The goal is to evaluate how different model architectures handle classification tasks in credit risk analysis, and to understand the trade‑offs in interpretability, predictive power, and practical deployment.
I obtained the mortgage default data from Kaggle: Loan Default Dataset
The dataset contains borrower, loan, and property characteristics such as:
Loan amount, interest rate, LTV ratio
Property value, income, credit score
Loan purpose, occupancy type, and more
The target variable is Status (default or non‑default).
Missing values: Imputed with median (numeric) and most frequent value (categorical).
Categorical variables: Encoded via one‑hot encoding.
Feature scaling: Not required for tree‑based models, but considered for logistic regression.
Train-test split: 80% training, 20% testing, with stratification to preserve class imbalance.
We implemented two core models:
Logistic Regression: A classical, interpretable baseline model for binary classification.
Random Forest Classifier: An ensemble of decision trees capable of capturing nonlinearities and complex interactions.

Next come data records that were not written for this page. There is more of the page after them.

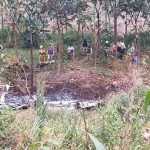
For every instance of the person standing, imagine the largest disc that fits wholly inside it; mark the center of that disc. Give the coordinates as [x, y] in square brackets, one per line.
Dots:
[134, 54]
[85, 45]
[70, 52]
[89, 52]
[42, 55]
[123, 48]
[50, 53]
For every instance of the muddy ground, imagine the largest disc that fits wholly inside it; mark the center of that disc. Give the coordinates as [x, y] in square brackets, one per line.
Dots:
[83, 83]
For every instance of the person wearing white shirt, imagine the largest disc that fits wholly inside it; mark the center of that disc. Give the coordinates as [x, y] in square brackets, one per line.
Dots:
[70, 52]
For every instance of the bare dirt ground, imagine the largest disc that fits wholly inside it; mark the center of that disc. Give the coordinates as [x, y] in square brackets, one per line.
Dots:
[87, 84]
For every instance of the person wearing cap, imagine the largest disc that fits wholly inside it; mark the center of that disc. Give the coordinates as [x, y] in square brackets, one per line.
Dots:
[42, 55]
[89, 52]
[70, 52]
[50, 53]
[106, 49]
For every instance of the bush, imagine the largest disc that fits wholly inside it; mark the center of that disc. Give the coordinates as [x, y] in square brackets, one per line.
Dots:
[6, 120]
[145, 40]
[5, 34]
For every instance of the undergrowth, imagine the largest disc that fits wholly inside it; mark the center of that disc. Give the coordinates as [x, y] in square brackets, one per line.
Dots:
[118, 125]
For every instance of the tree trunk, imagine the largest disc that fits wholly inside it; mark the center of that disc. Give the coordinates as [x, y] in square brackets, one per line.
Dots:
[31, 55]
[126, 25]
[59, 47]
[15, 38]
[78, 36]
[98, 20]
[115, 24]
[82, 32]
[2, 23]
[106, 21]
[95, 39]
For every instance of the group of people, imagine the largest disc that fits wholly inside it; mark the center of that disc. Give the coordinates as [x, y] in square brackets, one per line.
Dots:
[49, 54]
[120, 50]
[117, 50]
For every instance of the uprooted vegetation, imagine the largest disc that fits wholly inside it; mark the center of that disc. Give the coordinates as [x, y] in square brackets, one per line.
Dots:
[77, 80]
[118, 125]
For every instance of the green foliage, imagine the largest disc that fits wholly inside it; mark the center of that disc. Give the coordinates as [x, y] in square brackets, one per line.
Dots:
[70, 37]
[129, 38]
[24, 40]
[6, 119]
[97, 143]
[5, 34]
[147, 100]
[144, 40]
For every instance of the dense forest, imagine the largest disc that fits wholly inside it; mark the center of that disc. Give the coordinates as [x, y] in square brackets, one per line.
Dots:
[74, 74]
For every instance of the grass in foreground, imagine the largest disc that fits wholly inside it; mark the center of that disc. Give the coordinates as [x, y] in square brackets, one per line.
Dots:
[118, 125]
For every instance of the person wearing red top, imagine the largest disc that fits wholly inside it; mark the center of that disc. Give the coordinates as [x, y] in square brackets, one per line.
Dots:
[50, 53]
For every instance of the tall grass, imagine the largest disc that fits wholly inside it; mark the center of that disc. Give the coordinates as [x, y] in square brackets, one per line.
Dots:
[118, 125]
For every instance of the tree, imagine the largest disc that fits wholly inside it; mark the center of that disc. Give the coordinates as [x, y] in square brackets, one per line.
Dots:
[62, 12]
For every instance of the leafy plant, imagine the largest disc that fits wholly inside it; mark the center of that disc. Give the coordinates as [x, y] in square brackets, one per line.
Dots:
[147, 100]
[97, 143]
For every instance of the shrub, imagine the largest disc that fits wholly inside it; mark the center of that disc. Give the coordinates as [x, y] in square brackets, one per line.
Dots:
[6, 120]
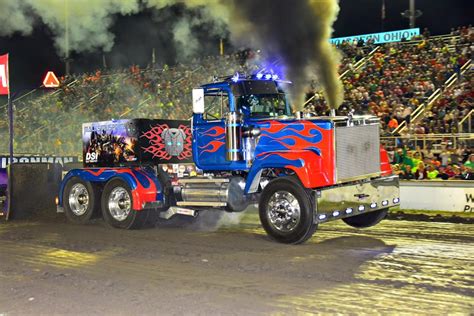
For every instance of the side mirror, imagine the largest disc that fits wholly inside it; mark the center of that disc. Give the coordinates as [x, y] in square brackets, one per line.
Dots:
[198, 101]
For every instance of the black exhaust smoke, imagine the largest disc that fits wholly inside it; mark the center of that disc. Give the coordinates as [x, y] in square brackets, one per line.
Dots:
[298, 32]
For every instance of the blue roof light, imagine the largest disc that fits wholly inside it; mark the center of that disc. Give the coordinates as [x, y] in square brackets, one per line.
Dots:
[235, 77]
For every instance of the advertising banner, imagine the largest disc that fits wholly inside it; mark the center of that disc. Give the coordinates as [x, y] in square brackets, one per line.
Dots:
[380, 38]
[4, 83]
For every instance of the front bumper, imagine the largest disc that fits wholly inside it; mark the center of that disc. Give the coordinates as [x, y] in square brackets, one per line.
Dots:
[353, 199]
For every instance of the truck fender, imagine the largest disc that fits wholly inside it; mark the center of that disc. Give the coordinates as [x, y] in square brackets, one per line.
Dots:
[145, 186]
[307, 164]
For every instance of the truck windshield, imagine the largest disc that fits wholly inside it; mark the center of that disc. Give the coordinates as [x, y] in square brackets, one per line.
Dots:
[264, 105]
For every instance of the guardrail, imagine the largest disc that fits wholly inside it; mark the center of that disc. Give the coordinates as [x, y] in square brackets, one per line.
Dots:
[432, 98]
[467, 118]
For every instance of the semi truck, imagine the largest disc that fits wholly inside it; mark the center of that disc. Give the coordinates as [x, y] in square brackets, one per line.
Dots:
[242, 146]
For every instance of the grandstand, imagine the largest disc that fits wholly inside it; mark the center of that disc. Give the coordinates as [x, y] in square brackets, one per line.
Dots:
[418, 87]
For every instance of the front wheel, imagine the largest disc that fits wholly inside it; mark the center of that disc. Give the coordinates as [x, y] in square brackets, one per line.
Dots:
[117, 206]
[366, 220]
[286, 211]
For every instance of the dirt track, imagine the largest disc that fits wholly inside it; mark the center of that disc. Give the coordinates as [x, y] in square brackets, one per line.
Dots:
[396, 267]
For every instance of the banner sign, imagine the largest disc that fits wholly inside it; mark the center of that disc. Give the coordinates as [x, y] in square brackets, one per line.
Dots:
[453, 196]
[4, 83]
[4, 160]
[380, 38]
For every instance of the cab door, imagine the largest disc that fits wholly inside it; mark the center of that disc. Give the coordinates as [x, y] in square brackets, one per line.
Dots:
[209, 150]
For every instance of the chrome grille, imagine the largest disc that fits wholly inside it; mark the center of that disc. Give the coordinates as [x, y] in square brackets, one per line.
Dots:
[357, 151]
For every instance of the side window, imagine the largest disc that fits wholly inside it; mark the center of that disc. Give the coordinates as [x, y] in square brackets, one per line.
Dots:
[216, 105]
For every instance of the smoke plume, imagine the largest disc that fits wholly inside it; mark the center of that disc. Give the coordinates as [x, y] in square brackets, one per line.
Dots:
[295, 32]
[89, 20]
[298, 32]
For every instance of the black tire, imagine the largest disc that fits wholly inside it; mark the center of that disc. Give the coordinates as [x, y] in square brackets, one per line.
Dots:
[127, 218]
[367, 219]
[79, 200]
[304, 227]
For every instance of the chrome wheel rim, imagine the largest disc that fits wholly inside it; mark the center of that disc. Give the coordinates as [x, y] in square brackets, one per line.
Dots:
[119, 204]
[79, 199]
[283, 211]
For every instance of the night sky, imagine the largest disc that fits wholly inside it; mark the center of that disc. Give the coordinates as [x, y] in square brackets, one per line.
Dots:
[31, 57]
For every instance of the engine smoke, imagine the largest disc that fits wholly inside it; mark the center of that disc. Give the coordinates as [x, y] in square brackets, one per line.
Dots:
[88, 20]
[297, 32]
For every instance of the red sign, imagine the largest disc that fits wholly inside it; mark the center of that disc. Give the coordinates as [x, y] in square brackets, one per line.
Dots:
[4, 84]
[50, 80]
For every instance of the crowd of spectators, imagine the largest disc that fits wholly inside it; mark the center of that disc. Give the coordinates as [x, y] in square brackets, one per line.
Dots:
[401, 76]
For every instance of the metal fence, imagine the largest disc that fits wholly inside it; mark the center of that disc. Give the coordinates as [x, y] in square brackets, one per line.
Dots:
[431, 142]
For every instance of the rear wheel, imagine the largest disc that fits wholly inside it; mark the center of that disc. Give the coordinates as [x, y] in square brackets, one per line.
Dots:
[286, 211]
[117, 206]
[79, 200]
[366, 220]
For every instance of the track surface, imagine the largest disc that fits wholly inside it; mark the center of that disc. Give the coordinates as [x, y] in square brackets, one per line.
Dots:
[396, 267]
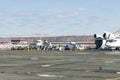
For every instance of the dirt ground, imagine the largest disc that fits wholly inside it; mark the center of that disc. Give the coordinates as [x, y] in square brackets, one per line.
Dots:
[59, 65]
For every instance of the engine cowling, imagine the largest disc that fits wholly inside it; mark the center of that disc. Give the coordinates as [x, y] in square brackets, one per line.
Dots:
[97, 35]
[108, 35]
[99, 41]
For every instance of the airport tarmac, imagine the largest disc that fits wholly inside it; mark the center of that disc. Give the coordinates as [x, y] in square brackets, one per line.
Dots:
[59, 65]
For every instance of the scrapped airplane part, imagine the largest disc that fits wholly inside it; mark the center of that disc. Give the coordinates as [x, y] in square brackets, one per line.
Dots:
[100, 43]
[107, 41]
[47, 75]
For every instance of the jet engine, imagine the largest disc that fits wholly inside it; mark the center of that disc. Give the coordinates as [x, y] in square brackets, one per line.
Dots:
[108, 35]
[99, 41]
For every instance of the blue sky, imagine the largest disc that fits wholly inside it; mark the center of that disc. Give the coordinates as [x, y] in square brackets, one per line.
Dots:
[26, 18]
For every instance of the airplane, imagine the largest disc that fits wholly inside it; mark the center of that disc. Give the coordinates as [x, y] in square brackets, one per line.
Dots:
[107, 41]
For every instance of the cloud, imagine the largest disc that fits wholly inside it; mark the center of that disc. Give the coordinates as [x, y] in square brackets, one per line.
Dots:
[25, 13]
[70, 14]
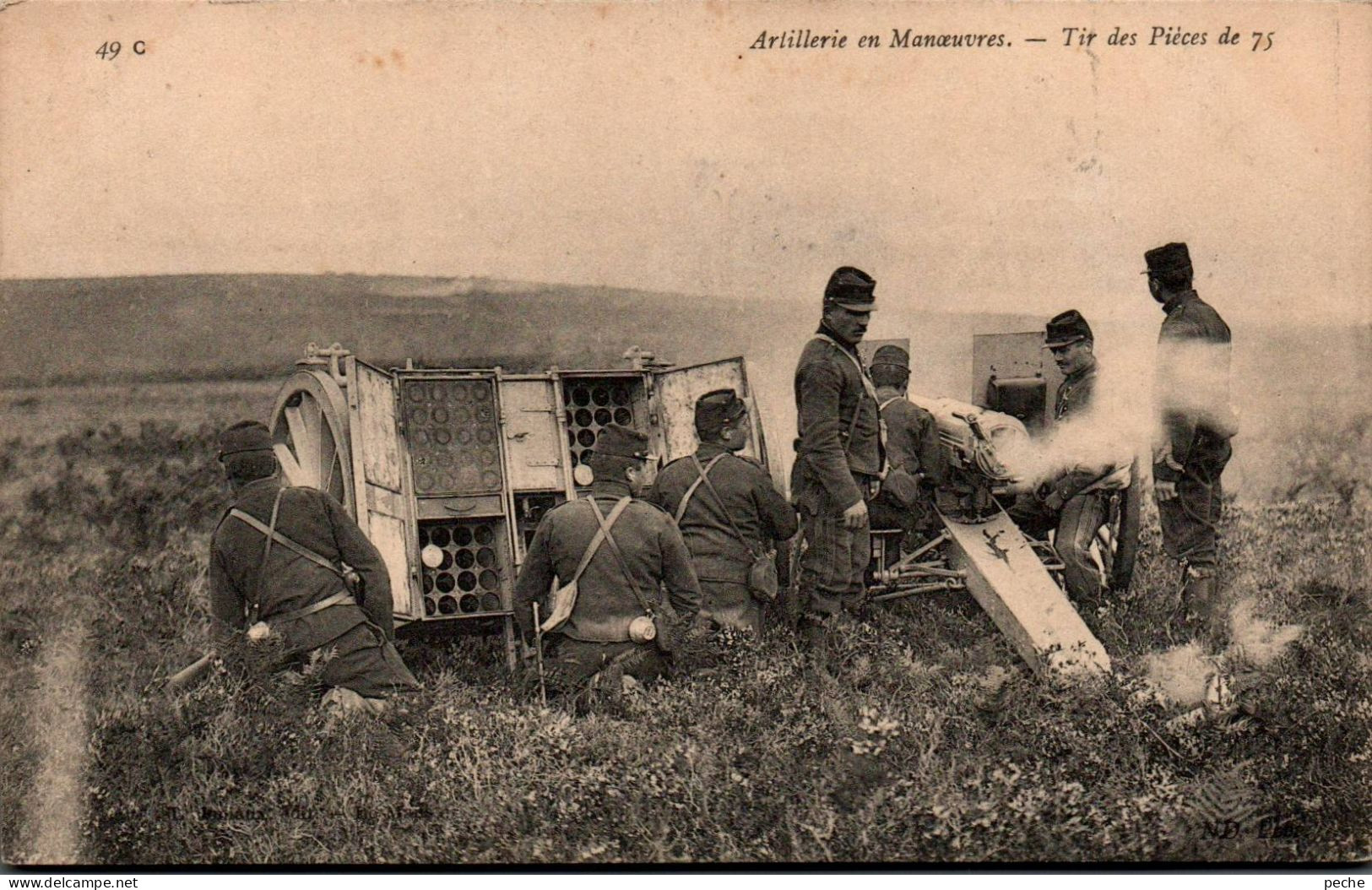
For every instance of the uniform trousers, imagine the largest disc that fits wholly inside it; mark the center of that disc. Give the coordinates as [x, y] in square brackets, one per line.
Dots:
[730, 604]
[1076, 525]
[1190, 521]
[833, 562]
[574, 663]
[368, 664]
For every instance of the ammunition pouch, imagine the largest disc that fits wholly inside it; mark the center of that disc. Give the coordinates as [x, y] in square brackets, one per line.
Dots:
[669, 632]
[762, 579]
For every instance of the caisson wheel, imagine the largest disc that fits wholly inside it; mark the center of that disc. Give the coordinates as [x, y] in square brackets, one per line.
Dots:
[309, 431]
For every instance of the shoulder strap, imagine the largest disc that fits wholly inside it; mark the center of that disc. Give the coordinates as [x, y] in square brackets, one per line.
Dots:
[281, 540]
[704, 477]
[614, 547]
[599, 535]
[862, 375]
[256, 606]
[700, 477]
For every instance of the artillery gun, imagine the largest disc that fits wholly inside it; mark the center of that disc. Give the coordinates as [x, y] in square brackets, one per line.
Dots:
[449, 469]
[977, 546]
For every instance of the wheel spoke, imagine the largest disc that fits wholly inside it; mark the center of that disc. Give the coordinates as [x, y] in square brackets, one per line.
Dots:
[328, 479]
[305, 439]
[290, 466]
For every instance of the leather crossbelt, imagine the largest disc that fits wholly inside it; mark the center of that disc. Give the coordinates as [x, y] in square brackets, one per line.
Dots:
[285, 542]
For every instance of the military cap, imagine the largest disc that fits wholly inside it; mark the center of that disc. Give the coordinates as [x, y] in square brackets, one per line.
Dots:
[717, 408]
[1168, 258]
[621, 442]
[1066, 328]
[892, 355]
[851, 288]
[246, 435]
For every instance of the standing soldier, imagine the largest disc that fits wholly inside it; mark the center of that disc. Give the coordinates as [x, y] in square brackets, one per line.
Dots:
[1192, 399]
[610, 556]
[728, 510]
[838, 455]
[911, 446]
[290, 558]
[1075, 499]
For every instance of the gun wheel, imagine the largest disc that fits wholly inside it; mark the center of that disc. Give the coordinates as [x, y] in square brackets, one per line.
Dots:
[1117, 540]
[309, 431]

To prevent overfitting in Random Forest, we tuned key hyperparameters:
max_depth = 10
min_samples_leaf = 20
Accuracy
LR: 0.543
RF: 0.987
Precision (Class 1)
LR: 0.30
RF: 0.99
Recall (Class 1)
LR: 0.62
RF: 0.96
F1‑score (Class 1)
LR: 0.40
RF: 0.97
AUC Score
LR: 0.59
RF: 1.00
Both models’ ROC curves clearly illustrate Random Forest’s superior discriminative power (AUC = 1.00) compared to logistic regression (AUC = 0.59).
Logistic Regression:
High false positives and false negatives due to inability to capture nonlinear patterns.
Predictive power is limited, with significant misclassification of defaults.
Random Forest:
Strong performance with minimal misclassifications.
Captures complex relationships between features and default behavior.
Interpretable coefficients and clear economic interpretation.
Poor predictive performance on complex, nonlinear data.
Highly sensitive to class imbalance and feature scaling.
Struggles with feature interactions and nonlinearity, leading to low recall and precision.
Substantial improvement in accuracy and AUC.
Captures nonlinear relationships and feature interactions.
Robust to missing values and scaling.
Less interpretable compared to logistic regression
Potential risk of overfitting (mitigated here via hyperparameter tuning).
This experiment highlights the significant performance gap between traditional logistic regression and modern ensemble methods in mortgage default prediction.
While logistic regression remains a useful baseline model for interpretability, Random Forest offers superior predictive power and practical utility for real‑world credit risk assessment.
From a business perspective, a model with high recall and precision (like Random Forest) can reduce financial losses by identifying high‑risk loans more accurately, while still offering insights into key drivers of default risk.